Long-Term Bridge Performance Program

LTBP Facts


What is bridge performance?

Understanding bridge performance will be the key to creating "the bridge of the future."

Bridge performance encompasses how bridges function and behave under the complex and interrelated factors and stresses they are subject to day in and day out—traffic volumes, loads, and environmental assaults like de-icing chemicals, freeze-thaw cycles, rains, or high winds. Age, design, materials, and maintenance history also play huge roles in performance. A bridge that is performing well is doing the job it is intended to do safely, efficiently, and reliably.

Evaluating and measuring performance is the most critical attribute in addressing bridge deficiencies; it will provide the knowledge needed to design and build bridges that last longer, perform better, and are less costly to operate and maintain.

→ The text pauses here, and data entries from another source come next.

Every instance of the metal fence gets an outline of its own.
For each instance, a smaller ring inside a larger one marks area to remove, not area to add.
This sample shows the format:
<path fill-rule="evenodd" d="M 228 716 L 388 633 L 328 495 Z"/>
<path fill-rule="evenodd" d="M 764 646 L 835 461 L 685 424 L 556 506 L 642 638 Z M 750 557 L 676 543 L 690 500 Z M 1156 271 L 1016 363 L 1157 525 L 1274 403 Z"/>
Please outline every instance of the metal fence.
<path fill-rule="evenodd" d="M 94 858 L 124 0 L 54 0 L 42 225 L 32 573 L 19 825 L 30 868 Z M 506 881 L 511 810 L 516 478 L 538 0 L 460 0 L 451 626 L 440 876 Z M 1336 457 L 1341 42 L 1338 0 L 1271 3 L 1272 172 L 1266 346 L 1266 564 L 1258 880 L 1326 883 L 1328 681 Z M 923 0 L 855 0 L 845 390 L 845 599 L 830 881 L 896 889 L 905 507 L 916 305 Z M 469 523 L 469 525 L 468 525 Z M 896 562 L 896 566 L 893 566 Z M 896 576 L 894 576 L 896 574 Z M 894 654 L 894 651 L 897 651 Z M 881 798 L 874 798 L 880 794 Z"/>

Why study bridge performance?

The U.S. highway system is immense, aging rapidly, and being used more frequently and heavily every day.

Highway bridges are vital components of the roadway transportation network that the Nation relies on. Bridges do more than help citizens to more from here to there: they are critical links that make mobility and commerce possible. The entire transportation system is so integrated in the daily lives of Americans that it is possible to take bridges for granted, like tap water and electricity—that is until a bridge used every day is closed.

What is asset management?

Decisionmaking tools and models that help the traspotation community spend budgets more wisely.

Infrastructure asset management is a strategic and systematic process of operating, maintaining, upgrading, and expanding physical assets effectively throughout their life cycles. It focuses on business and engineering practices for resource allocation and utilization, with the objective of better decisionmaking based on quality information and well-defined objectives. In simpler terms, it is about operating, maintaining, and preserving the transportation system in the most cost-effective manner to achieve desired service objectives. In the case of bridges and bridge management, it provides a decisionmaking framework and tools for bridge owners to better plan maintenance, preservation, and repair actions, the times these actions should be taken, and prioritization to get the most “bang for the buck.” It is important to know where to make the best investments and why those decisions are made.